Limited Historical Data and Unique Timing

Understanding the current market dynamics requires a perspective on historical data and timing. It is essential to recognize the limited sample size available for analysis in the blockchain industry. Bitcoin was launched in 2009, but it only gained significant liquidity around 2015. Altcoins emerged even later, making it challenging to draw definitive conclusions based solely on past performance.

Moreover, the timing of Bitcoin’s existence is crucial. Bitcoin emerged shortly after the 2008 financial crisis and during the beginning of one of the longest bull markets in history. This context, along with the subsequent COVID-19 pandemic, further complicates the interpretation of Bitcoin’s performance. Applying traditional financial models, like the Black-Litterman model, to the blockchain industry remains challenging.

The Future of Cryptocurrencies

The blockchain industry is still in the process of defining what cryptocurrencies represent. While the past few years can provide some guidance, the industry’s short and eventful history does not provide sufficient perspective for accurate modeling or risk assumptions. Like pension funds that apply Markowitz theory to traditional portfolios, there may come a time when cryptocurrency will be a standard part of efficient frontier portfolios.
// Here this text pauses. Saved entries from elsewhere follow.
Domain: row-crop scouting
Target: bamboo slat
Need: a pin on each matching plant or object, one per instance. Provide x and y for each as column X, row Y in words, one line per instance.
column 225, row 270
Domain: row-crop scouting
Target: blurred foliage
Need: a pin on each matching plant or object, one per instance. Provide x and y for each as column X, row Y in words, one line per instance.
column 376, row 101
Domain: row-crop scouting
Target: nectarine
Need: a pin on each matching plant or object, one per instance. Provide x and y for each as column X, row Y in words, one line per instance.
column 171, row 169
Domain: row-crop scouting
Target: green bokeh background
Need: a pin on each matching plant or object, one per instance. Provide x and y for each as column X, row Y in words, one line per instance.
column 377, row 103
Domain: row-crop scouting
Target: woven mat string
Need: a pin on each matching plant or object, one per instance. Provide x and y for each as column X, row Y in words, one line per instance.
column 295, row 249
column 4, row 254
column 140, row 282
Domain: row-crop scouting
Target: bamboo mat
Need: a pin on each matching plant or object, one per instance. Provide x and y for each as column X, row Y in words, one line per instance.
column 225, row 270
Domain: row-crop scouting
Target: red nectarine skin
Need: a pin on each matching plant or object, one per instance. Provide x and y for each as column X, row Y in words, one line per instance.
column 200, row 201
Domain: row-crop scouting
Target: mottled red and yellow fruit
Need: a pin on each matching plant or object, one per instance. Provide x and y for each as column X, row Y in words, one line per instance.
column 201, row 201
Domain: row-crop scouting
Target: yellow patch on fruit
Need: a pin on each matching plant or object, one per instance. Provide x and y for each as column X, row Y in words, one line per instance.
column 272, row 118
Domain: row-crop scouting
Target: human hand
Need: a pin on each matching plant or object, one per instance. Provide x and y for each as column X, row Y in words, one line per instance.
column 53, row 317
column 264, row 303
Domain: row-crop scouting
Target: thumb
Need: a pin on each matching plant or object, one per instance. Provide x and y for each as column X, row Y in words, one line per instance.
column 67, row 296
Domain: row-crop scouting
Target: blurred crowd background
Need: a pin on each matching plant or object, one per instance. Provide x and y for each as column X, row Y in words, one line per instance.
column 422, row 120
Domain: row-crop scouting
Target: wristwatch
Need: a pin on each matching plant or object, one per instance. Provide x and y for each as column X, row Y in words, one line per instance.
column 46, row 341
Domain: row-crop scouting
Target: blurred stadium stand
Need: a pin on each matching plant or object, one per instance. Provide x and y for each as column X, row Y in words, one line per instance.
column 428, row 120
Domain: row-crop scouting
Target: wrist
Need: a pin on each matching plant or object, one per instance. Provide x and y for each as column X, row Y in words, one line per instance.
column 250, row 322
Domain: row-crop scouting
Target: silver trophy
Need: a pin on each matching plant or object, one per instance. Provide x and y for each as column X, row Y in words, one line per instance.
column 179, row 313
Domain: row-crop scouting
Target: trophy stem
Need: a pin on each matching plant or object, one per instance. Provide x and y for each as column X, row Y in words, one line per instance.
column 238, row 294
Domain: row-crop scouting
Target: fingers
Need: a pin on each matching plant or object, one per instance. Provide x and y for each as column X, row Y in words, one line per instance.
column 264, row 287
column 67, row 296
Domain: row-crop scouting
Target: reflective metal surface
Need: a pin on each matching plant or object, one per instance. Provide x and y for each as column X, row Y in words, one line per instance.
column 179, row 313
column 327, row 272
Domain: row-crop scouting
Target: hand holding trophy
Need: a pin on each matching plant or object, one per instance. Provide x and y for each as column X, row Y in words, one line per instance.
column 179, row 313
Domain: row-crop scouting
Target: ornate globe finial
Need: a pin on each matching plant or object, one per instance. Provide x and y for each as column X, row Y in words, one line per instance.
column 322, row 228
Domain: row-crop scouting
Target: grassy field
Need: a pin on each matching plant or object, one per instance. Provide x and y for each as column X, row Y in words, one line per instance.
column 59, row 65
However, reaching that point requires a more extensive and nuanced understanding of blockchain technology, its implications, and the evolution of the crypto market. It is essential to maintain perspective and acknowledge the current limitations in interpreting the dynamics of the blockchain industry.


The rise of Bitcoin dominance in the blockchain industry during 2023 is a remarkable development, challenging traditional market cycles. Factors such as Bitcoin’s separation from the rest of the crypto market, regulatory pressures, and reputation damage within the industry have contributed to this unusual trend. However, it is vital to approach these developments with caution and recognize the limitations of historical data and market analysis in such a novel and dynamic industry. The future of cryptocurrencies in efficient frontier portfolios and the overall financial landscape is yet to be fully understood and modeled accurately.